Une autre bonne année ?

par Bruno de Larivière
mercredi 29 décembre 2010

Vous avez un créneau de libre cette semaine ? Allez voir le dernier film de Mike Leigh. Sans pour autant être dupes devant l’unanimité de la critique. ’Another Year’ réserve des surprises, derrière le tableau de héros à la fois ordinaires et positifs...

Le film ‘Another Year’ rassemble à juste titre tous les suffrages. Les critiques détaillent l’histoire. Je devrais dire, ‘Ils tentent de le faire‘, parce que le scénario de Mike Leigh ne s’appuie pas sur une intrigue. La caméra suit quelques personnages dans la banlieue sud de Londres. Des allusions répétées à la ville périphérique de Crawley ou à l‘île de Wight ont sans doute titillé mes sens géographiques.

Tom et Gerry forment un couple uni. Ils figurent la cinquantaine épanouie. Appartenant à la classe moyenne supérieure, les deux diplômés ont un travail dans le secteur public (expert géologue) ou parapublic (dans la santé) qui leur permet de vivre dans une petite maison victorienne à la façade en briques, une maison assez proche d’une gare.

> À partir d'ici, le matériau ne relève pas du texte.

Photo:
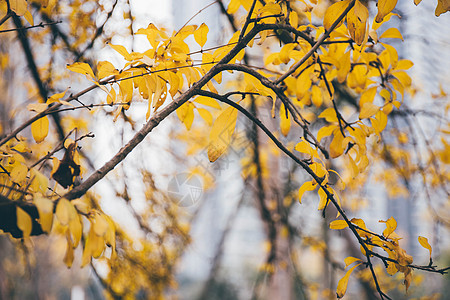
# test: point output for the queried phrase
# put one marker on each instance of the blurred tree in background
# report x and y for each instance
(225, 129)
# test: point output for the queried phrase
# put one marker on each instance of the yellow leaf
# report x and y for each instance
(356, 22)
(37, 107)
(29, 17)
(285, 121)
(379, 122)
(316, 96)
(82, 68)
(344, 67)
(325, 131)
(18, 6)
(323, 199)
(76, 229)
(39, 129)
(392, 33)
(100, 225)
(24, 222)
(69, 256)
(65, 211)
(122, 51)
(221, 132)
(19, 173)
(329, 114)
(424, 243)
(384, 8)
(110, 236)
(338, 224)
(343, 282)
(307, 186)
(285, 52)
(349, 260)
(206, 115)
(393, 54)
(333, 12)
(186, 114)
(200, 34)
(105, 69)
(303, 83)
(367, 110)
(391, 225)
(442, 7)
(45, 209)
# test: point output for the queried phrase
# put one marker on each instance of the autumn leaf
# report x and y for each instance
(82, 68)
(285, 121)
(200, 34)
(367, 110)
(384, 8)
(333, 12)
(221, 133)
(39, 129)
(24, 222)
(338, 224)
(45, 209)
(343, 282)
(307, 186)
(424, 243)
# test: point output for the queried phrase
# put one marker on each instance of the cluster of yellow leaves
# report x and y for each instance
(389, 242)
(66, 220)
(55, 215)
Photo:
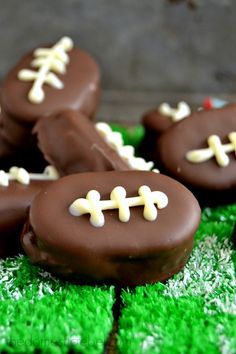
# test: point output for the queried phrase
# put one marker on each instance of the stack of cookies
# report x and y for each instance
(98, 213)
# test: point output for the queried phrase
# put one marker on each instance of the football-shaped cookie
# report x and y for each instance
(157, 121)
(17, 190)
(47, 80)
(128, 227)
(200, 152)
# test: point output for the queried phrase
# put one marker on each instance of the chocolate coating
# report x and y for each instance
(81, 92)
(15, 201)
(131, 253)
(70, 142)
(154, 124)
(206, 178)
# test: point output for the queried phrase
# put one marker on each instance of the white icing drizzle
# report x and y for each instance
(126, 152)
(20, 175)
(216, 148)
(47, 60)
(182, 111)
(94, 206)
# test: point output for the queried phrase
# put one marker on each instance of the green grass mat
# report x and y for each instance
(193, 312)
(43, 314)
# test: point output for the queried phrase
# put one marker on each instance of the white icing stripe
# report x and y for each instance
(94, 206)
(216, 148)
(126, 152)
(47, 59)
(20, 175)
(182, 111)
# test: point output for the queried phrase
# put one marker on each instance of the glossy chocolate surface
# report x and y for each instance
(70, 142)
(131, 253)
(81, 92)
(15, 201)
(191, 134)
(154, 124)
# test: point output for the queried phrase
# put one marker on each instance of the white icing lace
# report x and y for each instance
(47, 60)
(182, 111)
(216, 148)
(94, 206)
(126, 152)
(20, 175)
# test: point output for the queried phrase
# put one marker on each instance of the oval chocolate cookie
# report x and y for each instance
(200, 152)
(47, 80)
(127, 227)
(157, 121)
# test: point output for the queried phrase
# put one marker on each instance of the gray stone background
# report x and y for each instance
(148, 50)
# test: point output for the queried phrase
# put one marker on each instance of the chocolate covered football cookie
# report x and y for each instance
(44, 81)
(157, 121)
(17, 190)
(200, 152)
(72, 143)
(127, 227)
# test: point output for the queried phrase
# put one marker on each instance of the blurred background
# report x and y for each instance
(148, 51)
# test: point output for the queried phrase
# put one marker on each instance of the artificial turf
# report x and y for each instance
(193, 312)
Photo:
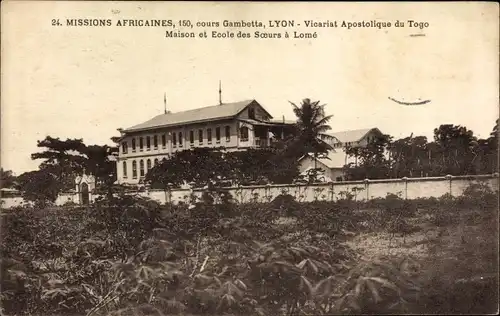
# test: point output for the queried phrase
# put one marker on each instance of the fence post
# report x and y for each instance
(449, 177)
(405, 179)
(367, 189)
(332, 193)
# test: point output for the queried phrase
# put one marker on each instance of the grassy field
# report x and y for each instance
(130, 256)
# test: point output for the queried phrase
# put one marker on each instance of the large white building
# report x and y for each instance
(234, 126)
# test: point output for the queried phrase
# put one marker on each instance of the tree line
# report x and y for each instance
(453, 151)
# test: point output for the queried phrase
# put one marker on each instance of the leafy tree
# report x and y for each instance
(41, 186)
(311, 128)
(63, 158)
(455, 143)
(66, 159)
(371, 161)
(7, 179)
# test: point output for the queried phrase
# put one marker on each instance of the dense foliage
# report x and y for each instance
(62, 162)
(131, 256)
(455, 151)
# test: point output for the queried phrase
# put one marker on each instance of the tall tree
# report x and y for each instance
(455, 143)
(311, 128)
(66, 159)
(62, 158)
(372, 162)
(40, 186)
(7, 178)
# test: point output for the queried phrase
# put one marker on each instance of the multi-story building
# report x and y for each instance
(234, 126)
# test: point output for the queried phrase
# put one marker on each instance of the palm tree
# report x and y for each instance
(311, 128)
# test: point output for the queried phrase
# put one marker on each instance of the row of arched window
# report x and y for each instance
(142, 171)
(177, 139)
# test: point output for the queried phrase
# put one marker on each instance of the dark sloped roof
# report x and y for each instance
(352, 135)
(333, 159)
(225, 110)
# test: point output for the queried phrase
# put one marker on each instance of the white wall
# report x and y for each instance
(408, 188)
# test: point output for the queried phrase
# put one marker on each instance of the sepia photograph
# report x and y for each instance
(249, 158)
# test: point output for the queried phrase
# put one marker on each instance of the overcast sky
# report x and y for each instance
(85, 82)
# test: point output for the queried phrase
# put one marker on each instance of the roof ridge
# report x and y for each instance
(211, 106)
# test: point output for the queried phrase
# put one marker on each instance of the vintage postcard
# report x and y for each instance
(249, 158)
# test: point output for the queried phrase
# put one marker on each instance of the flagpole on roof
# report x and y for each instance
(220, 93)
(165, 102)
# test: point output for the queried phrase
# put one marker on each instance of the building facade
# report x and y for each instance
(234, 126)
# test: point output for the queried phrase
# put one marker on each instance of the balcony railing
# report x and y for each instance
(261, 142)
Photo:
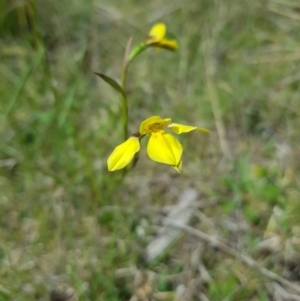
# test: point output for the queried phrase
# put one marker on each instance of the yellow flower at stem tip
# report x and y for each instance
(162, 146)
(157, 38)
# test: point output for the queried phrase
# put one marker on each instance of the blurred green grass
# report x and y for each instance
(66, 221)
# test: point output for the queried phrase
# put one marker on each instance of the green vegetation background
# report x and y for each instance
(64, 220)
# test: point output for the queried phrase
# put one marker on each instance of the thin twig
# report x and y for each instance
(241, 257)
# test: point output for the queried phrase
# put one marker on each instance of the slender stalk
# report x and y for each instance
(123, 85)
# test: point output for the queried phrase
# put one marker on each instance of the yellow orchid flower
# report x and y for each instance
(157, 38)
(162, 146)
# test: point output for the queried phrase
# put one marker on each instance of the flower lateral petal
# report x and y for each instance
(168, 44)
(178, 128)
(123, 154)
(164, 148)
(178, 167)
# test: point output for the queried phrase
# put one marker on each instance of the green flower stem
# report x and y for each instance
(136, 51)
(124, 101)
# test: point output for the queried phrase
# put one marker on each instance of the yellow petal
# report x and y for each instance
(164, 148)
(178, 167)
(182, 128)
(123, 154)
(168, 44)
(157, 33)
(152, 121)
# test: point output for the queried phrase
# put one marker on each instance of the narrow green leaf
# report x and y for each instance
(111, 82)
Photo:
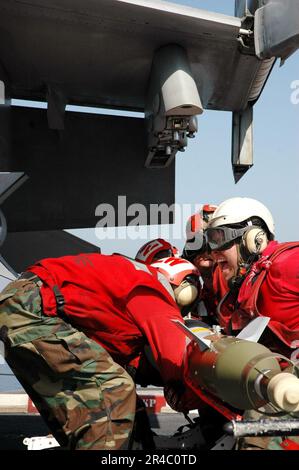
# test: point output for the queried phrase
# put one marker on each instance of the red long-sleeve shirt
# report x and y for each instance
(120, 304)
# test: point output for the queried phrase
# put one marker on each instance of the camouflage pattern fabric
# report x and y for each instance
(87, 400)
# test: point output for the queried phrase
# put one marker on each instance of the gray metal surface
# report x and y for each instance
(277, 28)
(21, 249)
(95, 159)
(100, 52)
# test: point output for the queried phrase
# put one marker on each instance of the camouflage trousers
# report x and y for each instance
(87, 400)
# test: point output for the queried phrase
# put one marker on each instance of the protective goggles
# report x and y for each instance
(221, 238)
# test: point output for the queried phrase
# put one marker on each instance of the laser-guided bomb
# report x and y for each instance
(238, 372)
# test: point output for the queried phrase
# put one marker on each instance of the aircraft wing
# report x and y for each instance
(100, 52)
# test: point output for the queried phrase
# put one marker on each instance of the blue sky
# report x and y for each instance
(203, 172)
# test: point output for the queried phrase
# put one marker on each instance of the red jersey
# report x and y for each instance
(119, 303)
(270, 289)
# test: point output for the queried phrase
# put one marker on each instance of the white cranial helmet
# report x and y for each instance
(239, 209)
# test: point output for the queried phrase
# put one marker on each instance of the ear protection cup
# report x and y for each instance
(185, 294)
(254, 240)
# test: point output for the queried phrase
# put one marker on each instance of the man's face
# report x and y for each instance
(227, 261)
(203, 262)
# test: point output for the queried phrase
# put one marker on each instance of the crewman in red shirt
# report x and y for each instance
(196, 251)
(70, 326)
(263, 276)
(154, 250)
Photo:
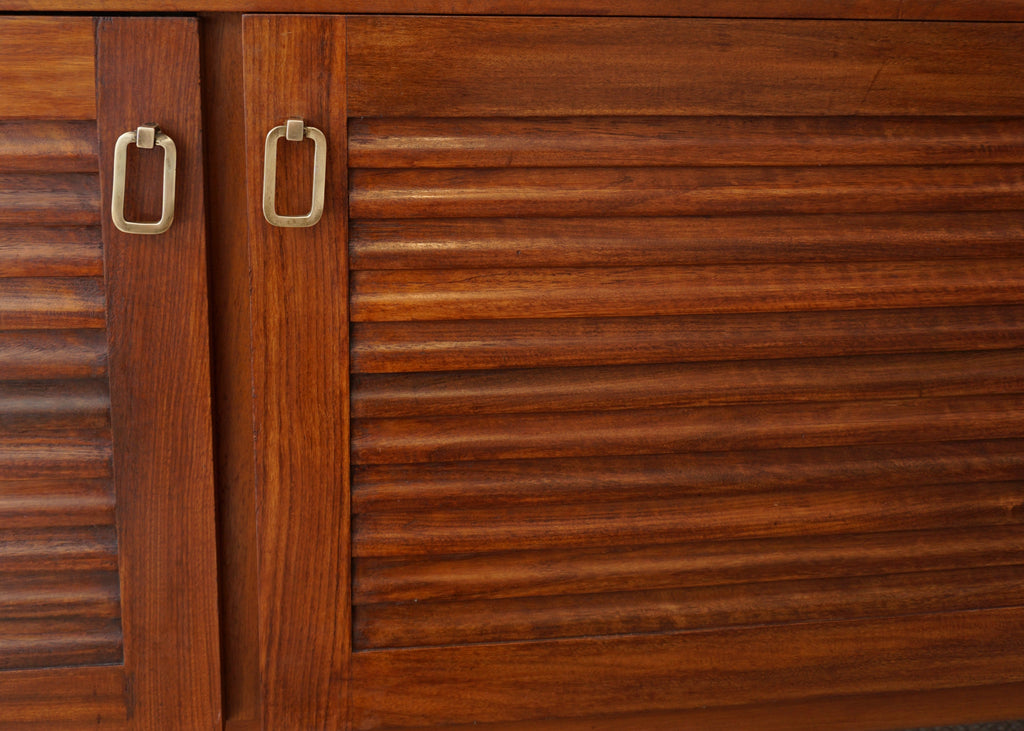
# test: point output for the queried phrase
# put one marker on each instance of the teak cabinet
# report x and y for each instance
(645, 373)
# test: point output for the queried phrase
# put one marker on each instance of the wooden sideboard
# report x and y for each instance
(650, 367)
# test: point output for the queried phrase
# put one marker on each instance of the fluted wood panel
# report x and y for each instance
(59, 594)
(627, 376)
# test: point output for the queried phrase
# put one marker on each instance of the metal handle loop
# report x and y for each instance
(145, 137)
(294, 131)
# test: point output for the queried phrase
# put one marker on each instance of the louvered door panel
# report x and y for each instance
(630, 391)
(103, 584)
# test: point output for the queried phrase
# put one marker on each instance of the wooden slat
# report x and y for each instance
(92, 595)
(47, 68)
(37, 406)
(93, 696)
(420, 624)
(581, 570)
(58, 456)
(45, 643)
(519, 482)
(682, 140)
(701, 429)
(754, 515)
(531, 390)
(50, 252)
(70, 199)
(62, 550)
(30, 303)
(869, 9)
(610, 292)
(147, 70)
(48, 146)
(300, 313)
(843, 713)
(517, 681)
(55, 503)
(508, 243)
(681, 191)
(523, 67)
(398, 347)
(52, 353)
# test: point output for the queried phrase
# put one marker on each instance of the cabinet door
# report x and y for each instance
(679, 368)
(108, 605)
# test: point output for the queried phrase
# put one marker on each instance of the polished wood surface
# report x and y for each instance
(300, 323)
(583, 485)
(521, 67)
(865, 9)
(48, 71)
(160, 386)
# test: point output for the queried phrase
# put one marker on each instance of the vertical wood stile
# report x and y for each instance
(295, 67)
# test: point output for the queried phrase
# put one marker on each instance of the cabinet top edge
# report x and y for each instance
(991, 10)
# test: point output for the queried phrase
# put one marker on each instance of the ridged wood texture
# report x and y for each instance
(59, 601)
(631, 377)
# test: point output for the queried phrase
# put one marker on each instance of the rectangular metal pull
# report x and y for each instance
(146, 136)
(294, 130)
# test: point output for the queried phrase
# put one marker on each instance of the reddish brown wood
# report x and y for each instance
(160, 387)
(52, 353)
(852, 713)
(54, 146)
(67, 199)
(78, 696)
(868, 9)
(299, 281)
(522, 482)
(48, 69)
(580, 570)
(752, 515)
(419, 625)
(677, 671)
(531, 390)
(449, 345)
(511, 243)
(517, 68)
(610, 292)
(231, 354)
(681, 191)
(659, 141)
(51, 252)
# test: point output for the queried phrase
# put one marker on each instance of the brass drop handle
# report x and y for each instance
(145, 137)
(294, 131)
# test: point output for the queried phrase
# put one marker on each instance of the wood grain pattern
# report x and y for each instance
(230, 346)
(519, 681)
(682, 609)
(47, 68)
(611, 292)
(450, 345)
(679, 191)
(750, 515)
(299, 281)
(68, 199)
(52, 353)
(531, 390)
(53, 146)
(865, 9)
(522, 482)
(699, 141)
(523, 67)
(508, 243)
(76, 696)
(579, 570)
(51, 252)
(147, 70)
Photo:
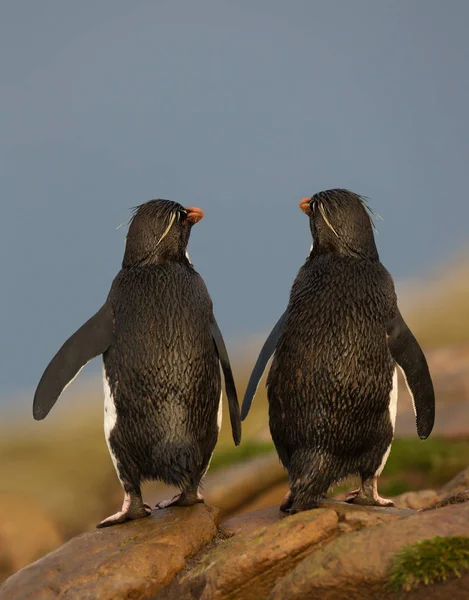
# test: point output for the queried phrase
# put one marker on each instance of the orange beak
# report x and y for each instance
(304, 205)
(194, 214)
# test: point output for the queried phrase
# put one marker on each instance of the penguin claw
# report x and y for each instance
(122, 517)
(181, 500)
(132, 508)
(351, 496)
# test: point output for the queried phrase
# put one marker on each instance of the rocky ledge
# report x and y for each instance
(334, 552)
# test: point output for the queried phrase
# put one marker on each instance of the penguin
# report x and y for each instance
(162, 350)
(332, 385)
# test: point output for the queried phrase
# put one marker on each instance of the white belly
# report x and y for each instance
(392, 416)
(110, 417)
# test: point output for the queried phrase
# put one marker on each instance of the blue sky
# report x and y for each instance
(241, 108)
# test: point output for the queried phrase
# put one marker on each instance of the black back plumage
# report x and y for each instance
(162, 351)
(163, 370)
(335, 350)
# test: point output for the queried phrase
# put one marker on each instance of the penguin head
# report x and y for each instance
(159, 231)
(341, 224)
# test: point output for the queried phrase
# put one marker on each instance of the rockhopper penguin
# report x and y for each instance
(162, 351)
(332, 387)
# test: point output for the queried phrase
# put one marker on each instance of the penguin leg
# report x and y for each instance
(287, 502)
(367, 494)
(187, 497)
(133, 507)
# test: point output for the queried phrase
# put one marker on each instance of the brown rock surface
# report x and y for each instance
(26, 532)
(247, 522)
(355, 566)
(247, 566)
(416, 500)
(133, 560)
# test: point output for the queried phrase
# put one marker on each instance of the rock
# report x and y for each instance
(355, 566)
(416, 500)
(456, 588)
(133, 560)
(247, 566)
(229, 489)
(247, 522)
(26, 532)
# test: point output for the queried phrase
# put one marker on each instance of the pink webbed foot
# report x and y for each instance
(367, 495)
(132, 508)
(182, 499)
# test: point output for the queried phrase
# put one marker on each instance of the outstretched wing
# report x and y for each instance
(267, 350)
(409, 356)
(230, 387)
(93, 338)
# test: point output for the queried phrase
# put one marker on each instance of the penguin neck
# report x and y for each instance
(331, 247)
(162, 256)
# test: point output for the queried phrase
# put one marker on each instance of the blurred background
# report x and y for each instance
(242, 109)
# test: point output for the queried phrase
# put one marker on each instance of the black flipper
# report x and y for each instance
(409, 356)
(93, 338)
(230, 387)
(267, 350)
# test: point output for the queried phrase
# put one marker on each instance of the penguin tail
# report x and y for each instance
(312, 473)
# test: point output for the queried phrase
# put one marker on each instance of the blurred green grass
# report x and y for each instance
(64, 463)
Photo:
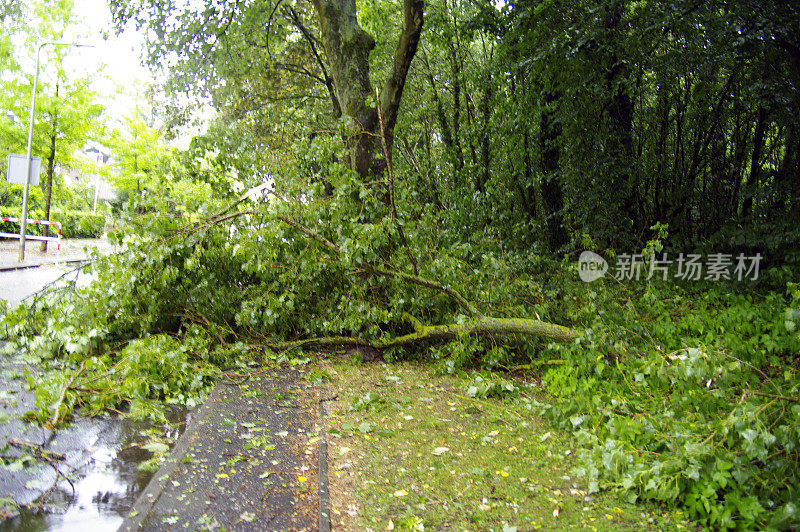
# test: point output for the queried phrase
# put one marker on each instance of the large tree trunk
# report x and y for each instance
(348, 48)
(552, 194)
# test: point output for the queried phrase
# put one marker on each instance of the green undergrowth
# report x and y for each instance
(419, 450)
(684, 395)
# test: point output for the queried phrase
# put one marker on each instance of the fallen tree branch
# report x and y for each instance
(37, 450)
(413, 279)
(56, 415)
(483, 326)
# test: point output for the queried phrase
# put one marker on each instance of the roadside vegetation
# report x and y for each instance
(438, 242)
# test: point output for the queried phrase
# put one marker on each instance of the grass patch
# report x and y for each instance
(412, 450)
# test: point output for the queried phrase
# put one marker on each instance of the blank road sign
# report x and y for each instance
(15, 170)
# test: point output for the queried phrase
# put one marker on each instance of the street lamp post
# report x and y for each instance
(24, 216)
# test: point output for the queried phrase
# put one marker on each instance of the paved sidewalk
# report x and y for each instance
(249, 460)
(72, 250)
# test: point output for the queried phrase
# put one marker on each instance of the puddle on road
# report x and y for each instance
(101, 459)
(102, 454)
(106, 485)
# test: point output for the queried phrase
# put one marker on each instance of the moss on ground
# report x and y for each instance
(411, 450)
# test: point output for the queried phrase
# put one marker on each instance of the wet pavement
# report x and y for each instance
(72, 250)
(17, 285)
(249, 460)
(83, 475)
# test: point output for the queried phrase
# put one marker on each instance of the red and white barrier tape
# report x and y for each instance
(33, 237)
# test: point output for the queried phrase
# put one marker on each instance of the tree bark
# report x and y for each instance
(552, 195)
(348, 47)
(755, 161)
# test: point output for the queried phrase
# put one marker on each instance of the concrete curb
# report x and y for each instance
(144, 504)
(324, 493)
(27, 265)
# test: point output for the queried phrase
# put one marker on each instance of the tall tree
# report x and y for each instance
(331, 49)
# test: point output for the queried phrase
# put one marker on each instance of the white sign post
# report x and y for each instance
(15, 169)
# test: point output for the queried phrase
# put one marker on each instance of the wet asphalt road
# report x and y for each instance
(16, 285)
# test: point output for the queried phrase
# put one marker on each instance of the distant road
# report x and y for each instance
(19, 281)
(16, 285)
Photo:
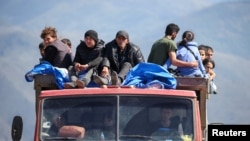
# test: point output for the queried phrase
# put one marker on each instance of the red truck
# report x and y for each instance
(118, 113)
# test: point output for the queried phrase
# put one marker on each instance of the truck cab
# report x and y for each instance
(118, 113)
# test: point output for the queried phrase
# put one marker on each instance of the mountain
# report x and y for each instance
(224, 26)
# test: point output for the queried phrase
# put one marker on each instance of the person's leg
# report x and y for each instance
(101, 80)
(117, 79)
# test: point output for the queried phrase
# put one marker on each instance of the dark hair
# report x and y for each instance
(66, 41)
(202, 47)
(41, 45)
(187, 36)
(208, 60)
(171, 28)
(209, 48)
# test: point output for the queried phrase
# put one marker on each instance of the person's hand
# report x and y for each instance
(194, 64)
(105, 72)
(79, 67)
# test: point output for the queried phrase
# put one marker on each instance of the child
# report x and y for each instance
(209, 65)
(202, 49)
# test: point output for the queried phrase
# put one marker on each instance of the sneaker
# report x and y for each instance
(69, 85)
(115, 79)
(80, 84)
(100, 80)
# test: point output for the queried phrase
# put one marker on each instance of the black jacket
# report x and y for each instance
(132, 54)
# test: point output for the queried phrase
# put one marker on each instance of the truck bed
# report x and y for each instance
(197, 84)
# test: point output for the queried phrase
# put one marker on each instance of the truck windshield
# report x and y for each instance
(117, 118)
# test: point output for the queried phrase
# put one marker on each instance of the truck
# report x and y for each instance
(79, 114)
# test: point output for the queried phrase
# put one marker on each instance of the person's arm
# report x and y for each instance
(179, 63)
(50, 53)
(211, 74)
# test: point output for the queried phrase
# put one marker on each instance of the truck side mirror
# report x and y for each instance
(17, 128)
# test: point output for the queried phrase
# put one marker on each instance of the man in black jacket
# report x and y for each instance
(87, 59)
(55, 51)
(120, 55)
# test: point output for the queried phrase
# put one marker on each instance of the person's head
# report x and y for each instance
(122, 39)
(91, 38)
(41, 48)
(187, 36)
(209, 64)
(67, 42)
(48, 35)
(209, 52)
(166, 114)
(172, 30)
(202, 50)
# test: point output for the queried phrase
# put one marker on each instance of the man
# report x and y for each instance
(55, 52)
(165, 48)
(41, 49)
(87, 59)
(120, 55)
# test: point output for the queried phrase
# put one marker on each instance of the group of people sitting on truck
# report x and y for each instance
(105, 64)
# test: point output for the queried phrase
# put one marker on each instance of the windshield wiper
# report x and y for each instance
(60, 139)
(136, 138)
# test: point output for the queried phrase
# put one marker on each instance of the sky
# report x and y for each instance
(21, 22)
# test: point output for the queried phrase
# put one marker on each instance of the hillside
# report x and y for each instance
(224, 26)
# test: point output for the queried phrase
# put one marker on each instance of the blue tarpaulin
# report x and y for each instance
(146, 75)
(60, 74)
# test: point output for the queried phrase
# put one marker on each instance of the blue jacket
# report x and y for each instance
(146, 75)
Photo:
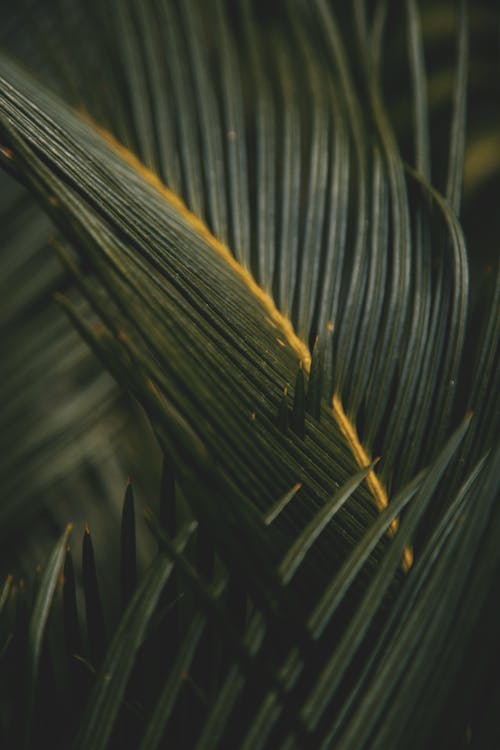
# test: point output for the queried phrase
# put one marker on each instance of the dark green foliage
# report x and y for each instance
(306, 179)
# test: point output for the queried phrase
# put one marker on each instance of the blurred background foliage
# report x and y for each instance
(70, 434)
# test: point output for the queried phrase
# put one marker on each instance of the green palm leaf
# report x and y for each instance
(250, 253)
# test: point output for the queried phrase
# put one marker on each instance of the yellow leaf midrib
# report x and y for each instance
(283, 323)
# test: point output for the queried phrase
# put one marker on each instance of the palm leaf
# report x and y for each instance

Les visiteurs doivent quand même prendre une voiture pour leur rendre visite.

Un ingénieur travaillant dans les égouts de Londres, c’est tout un symbole ! La Tamise drainait encore tous les effluents de la ville au XIXème siècle, au point de dégager une odeur si prégnante que le Parlement britannique a interrompu ses travaux durant l’été 1858 (Great Stink), que le choléra tuait par centaines les Londoniens en 1849. L’ingénieur Joseph Balzagette imagine alors un système d’évacuation des eaux usées en lien avec la marée qui assainit définitivement la capitale. Dans ‘Another Year’, l’ingénieur sauveur de l’Occident a cédé la place à un ingénieur dont un chacun moque les compétences, au demeurant gentil mari, père attentif et ami fidèle.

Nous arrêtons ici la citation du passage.